Dinî, maneviyatı, kültürü, gelenek- görenekleri, Allah sevgisi ve Allah’tan uzak kalma korkusunu ilk baştan vermesi gereken aile ve eğitim kurumunun önemi, ilk sırada yer alır.

Terbiye alan, vicdanen gelişmiş olan, helal kazanıp helal rızıkla beslenen, barış ve sorumluluk sahibi olan, büyük- küçük bireyler arasında  iletişim kuvvetli olan  bir aile; temel yapı taşını oluşturmaktadır.

Eğitim kurumları da daha sistematik olarak , bilimin yanında , ailenin eğitimine parelel bir yol takip ederse mesele daha rahat hallolur.

Sosyal çevre ve sosyal ilişkiler de sacayağının diğer bir bileşenidir. Aile ve okul sağlam eğitimi verdiyse, sosyal  çevreden olumsuz etkilenme daha az olur. Çevrenin, gerek aile, gerekse eğitim temsilcileri tarafından, sürekli ve etkin olarak gözlem ve denetim altında tutulması gerekir.

Asıl tehlikenin bir diğer boyutu da tv, video, gazete ve dergilerdeki bu içeriklerden kaynaklıdır.

Film ve dizilerde ki cafcaflı hayat, cazibeli kadınlar, yakışıklı erkekler, içtikleri, kullandıkları, dinledikleri müzikler; ortamların ne büyük olumsuz etkilerinin olduğu bilinen bir gerçektir.

Ayrıca mafya, dövüş- kavga, macera dizi ve filmlerin negatif etkisi meydandadır.

Kazanç, ya da kültür  katliamı için bu tür yollar mübah görülüyor ve taraftar buluyor.

Toplumdaki eşitsizlik ve haksız kazanç da  bu olayları ateşliyor.
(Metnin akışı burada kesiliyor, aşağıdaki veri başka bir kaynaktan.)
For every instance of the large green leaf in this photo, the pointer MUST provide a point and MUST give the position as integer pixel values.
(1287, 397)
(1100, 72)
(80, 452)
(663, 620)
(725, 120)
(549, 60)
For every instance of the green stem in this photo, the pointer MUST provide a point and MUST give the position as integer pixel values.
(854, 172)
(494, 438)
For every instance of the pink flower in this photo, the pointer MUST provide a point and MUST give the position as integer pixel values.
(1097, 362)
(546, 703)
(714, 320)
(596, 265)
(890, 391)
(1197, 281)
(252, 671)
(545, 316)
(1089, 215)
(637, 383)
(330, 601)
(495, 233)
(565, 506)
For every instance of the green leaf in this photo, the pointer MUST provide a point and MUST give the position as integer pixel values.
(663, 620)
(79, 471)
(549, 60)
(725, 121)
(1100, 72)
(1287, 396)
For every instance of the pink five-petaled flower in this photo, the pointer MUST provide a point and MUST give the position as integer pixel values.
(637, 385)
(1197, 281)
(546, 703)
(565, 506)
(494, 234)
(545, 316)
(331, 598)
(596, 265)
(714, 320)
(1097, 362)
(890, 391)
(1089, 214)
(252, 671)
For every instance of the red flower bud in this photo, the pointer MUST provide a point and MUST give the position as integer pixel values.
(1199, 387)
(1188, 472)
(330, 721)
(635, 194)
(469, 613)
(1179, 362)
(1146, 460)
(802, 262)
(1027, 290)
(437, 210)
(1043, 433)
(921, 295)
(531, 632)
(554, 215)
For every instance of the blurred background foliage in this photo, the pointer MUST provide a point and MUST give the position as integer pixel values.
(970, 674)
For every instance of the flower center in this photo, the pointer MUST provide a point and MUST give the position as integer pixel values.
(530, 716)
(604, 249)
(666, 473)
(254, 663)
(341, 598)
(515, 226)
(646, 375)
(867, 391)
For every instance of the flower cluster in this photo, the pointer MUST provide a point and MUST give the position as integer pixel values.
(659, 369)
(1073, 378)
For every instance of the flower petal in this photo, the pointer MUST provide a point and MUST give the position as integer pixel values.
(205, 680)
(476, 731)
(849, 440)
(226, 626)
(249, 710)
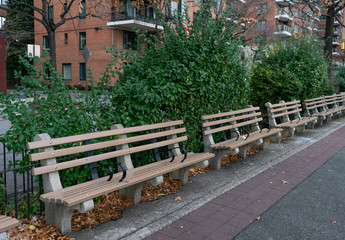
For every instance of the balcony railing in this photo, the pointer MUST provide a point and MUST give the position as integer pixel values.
(284, 15)
(284, 30)
(129, 18)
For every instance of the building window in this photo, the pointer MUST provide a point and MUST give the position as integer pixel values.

Lüks ve imkan dolu yaşam; bu imkandan mahrum olanları bileyliyor, şartlandırıyor, hırçınlaştırıyor.

Alarm zilleri çalıyor; önce devlet ve sonra aileler acele etmeli, diken üstünde olmalı, akıllıca ve kalıcı tedbirler almalıdırlar.

Sivrisinekleri tek tek öldürmek çare değil, bataklıklar kurutulmalıdır. Üreme ortamları ortadan kalkar, etkili ilaçlamalar yapılırsa çözüme ulaşılır.

Sondan, yani cezadan, hapisten, yaptırımdan hareketle bu derin yara iyileştirilemez, daha da ilerleyen yara kangren olur ve uzuv kesilmek zorunda kalır.

Çözüm arıyorsanız, hareket noktanızı iyi seçmelisiniz.

Tehlikeli uçurumun kenarında durduğumuzun farkına varmalıyız. Düşmekle, kalmak arasında ince bir çizgideyiz.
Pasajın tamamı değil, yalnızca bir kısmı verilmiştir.